2. For the adjoint-based methodology, we started by a simple valve design, given the complexity of the full problem in hand. Adjoint-based methods are costly in nature, given that they require several iterations of a so-called forward-backward looping procedure. Given that 3D simulations are significantly costly even using the most advanced GPUs (a single heart beat simulation required three days allocation on eight powerful P100 GPUs), performing such simulations is not practical in a repetitive fashion that is required for optimization.
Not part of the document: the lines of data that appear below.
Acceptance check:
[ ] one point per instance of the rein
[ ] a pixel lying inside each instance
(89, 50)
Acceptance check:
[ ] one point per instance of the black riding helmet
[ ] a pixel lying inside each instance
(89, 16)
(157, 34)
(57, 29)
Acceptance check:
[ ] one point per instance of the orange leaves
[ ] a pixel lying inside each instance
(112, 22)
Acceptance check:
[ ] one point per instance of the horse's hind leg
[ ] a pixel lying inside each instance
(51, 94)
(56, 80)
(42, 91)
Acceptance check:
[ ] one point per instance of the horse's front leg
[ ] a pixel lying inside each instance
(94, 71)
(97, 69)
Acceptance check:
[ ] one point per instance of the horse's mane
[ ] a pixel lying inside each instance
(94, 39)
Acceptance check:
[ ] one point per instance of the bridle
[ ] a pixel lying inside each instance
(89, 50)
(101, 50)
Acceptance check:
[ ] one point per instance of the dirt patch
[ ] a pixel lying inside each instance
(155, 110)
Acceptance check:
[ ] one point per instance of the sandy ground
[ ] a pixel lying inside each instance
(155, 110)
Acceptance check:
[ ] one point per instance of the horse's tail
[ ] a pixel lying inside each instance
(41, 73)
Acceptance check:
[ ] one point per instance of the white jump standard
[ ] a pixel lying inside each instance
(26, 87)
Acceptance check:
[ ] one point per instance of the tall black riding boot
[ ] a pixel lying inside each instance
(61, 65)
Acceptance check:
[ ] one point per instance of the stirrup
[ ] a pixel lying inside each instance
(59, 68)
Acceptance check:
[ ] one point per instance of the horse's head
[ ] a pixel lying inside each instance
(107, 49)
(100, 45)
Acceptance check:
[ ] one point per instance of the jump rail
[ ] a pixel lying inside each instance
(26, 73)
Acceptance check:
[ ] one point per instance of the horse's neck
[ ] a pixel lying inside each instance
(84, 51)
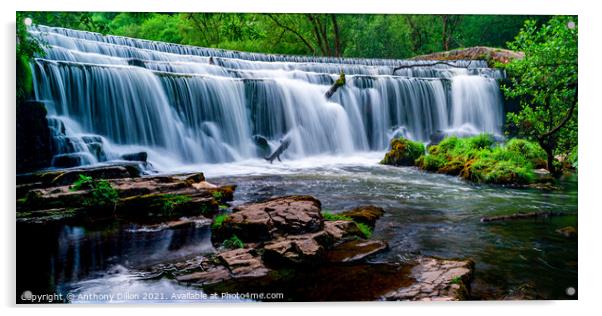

Therefore, we developed an optimization code based on a simplified 2D design of a prosthetic valve. Leveraging both linear and nonlinear optimization techniques which could utilize the optimization code for both route-cause identification as well as control of adverse blood flow events. Particularly, our optimization framwork took a certain geometrical mask as a user input, and could identify the most relevant root causes for an unphysiological flow (e.g. highly turbulent) to develop within the mask. In the next step, and aiming to extend our methodology to 3D environments, we explored the use of artifical neural networks together with our direct numerical simulations. In particular, we addressed an specifc type of these techniques, namely, the Physics-informed neural networks (PINNs). The PINNs approach can be challenging for unsteady flow scenarios and high geometrical details, and proved to be costly to train even in a 2D setting. Future advancements in this area could potentially be highly relevant for the optimization procedures in 3D settings.